J’ai 8 ans. Je vis à Créteil. Je tutoie la langue de Molière. Mais je suis «en retard». On m’intègre dans une classe appelée «perfectionnement». Doux euphémisme. Je suis dans la cour des miracles ! Eric a fui la guerre. Florian mange ses crottes de nez. Ondine tabasse Yan pour qu’il veuille bien l’aimer. Je crois que Thierry est handicapé. Dans la cour on est les «perfs». Les gogols. Personne ne veut jouer avec nous.

Ma mère accuse le coup. D’abord le psychologue, puis cette classe… A la fin des cours, je me débrouille pour rejoindre maman et mes petits frères «normaux». Elle refuse de venir me chercher. «Ça fait mal Balla !» Elle a besoin d’être rassurée. Son fils n’est pas débile !

J'ai 10 ans. Je vis à Orly. Grâce à Didier, j'aime Brassens. Didier, c'est notre professeur de perfectionnement à l'école élémentaire Paul-Eluard. Avant la fin de chaque journée, il nous lit un bouquin. Didier raconte avec passion la Gloire de mon père. J'ai l'impression que les souvenirs d'enfance de Marcel Pagnol se déroulent devant mes yeux. Je me sens bien ! J'ai des bonnes notes. Mais ça ne vaut rien. J'suis un perf ! Mes frères me le rappellent souvent. Ma classe est divisée en trois niveaux : faible, moyen, fort. Pour soulager monsieur Dol, j'aide le groupe des faibles. Je suis content de les aider. Je me sens utile, pour une fois.

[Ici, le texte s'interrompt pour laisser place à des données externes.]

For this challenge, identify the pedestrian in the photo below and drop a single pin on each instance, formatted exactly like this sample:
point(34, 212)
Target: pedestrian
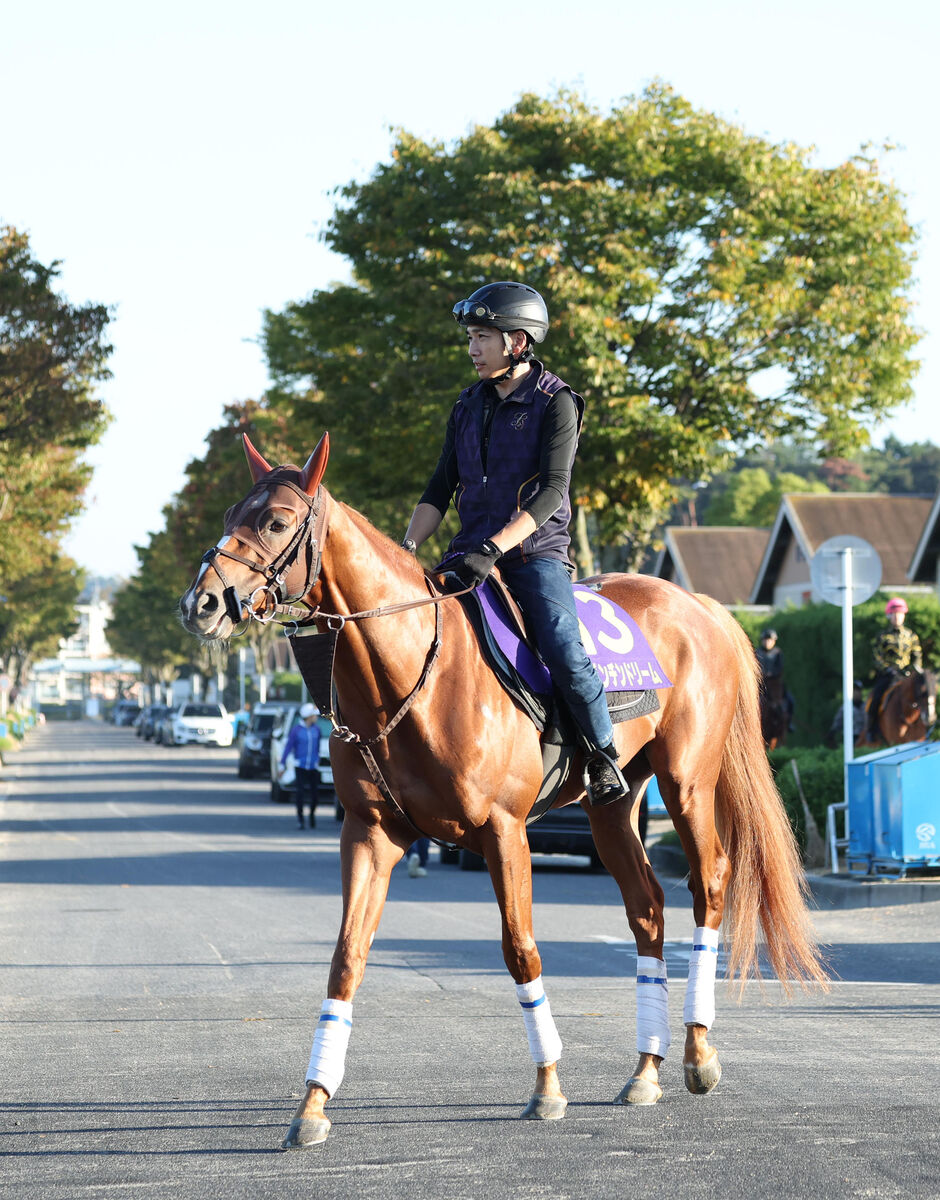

On part en classe de neige. Monsieur Dol réussi à m’inoculer le virus de la lecture et de l’écriture. Ce n’est pas évident, il n’y a pas de livre à la maison. Personne ne lit chez moi. Pendant le voyage, j’écris un conte sur une princesse maltraitée par sa marâtre et délivrée par son prince charmant. Didier lit mon histoire et reste coi. Il lève la main en me regardant. Je ferme les yeux. J’ai peur qu’il m’en colle une. Finalement, il pose sa main sur mon épaule et me regarde avec fierté. Il me fait lire le conte devant la classe et le directeur venu nous rendre visite. On m’applaudit. Le directeur et Didier sont des adultes, mais ce sont eux qui ont les yeux rouges à la fin du conte.

A notre retour, je passe ma matinée en perf et l'aprem en CM1. Dans la foulée, j'intègre une classe de CM2 «normale». Fini la mauvaise réputation ! Je ne suis plus fou ! Maman respire. Des perles de soulagement cajolent ses joues. J'ai mon brevet, mon bac, ma licence et mon master. J'écris les rêveries du perf solitaire sur le Bondy Blog, dans Libé. On m'aperçoit sur France Ô, sur LCP. Dans les JT de TF1 on entend "reportage de Balla Fofana". Je reviens de loin. L'école m'a sauvé. J'ai le syndrome du survivant. Cette histoire, c'est mon détroit de Gibraltar. Je l'ai franchi ! Parfois, je ris jaune. Beaucoup de camarades, perf et non perf, s'y sont noyés : Ibrahim, Conrad, Jérémie, «Pepito», Cédric P., Mamadou, Rudy… Je pense à vous.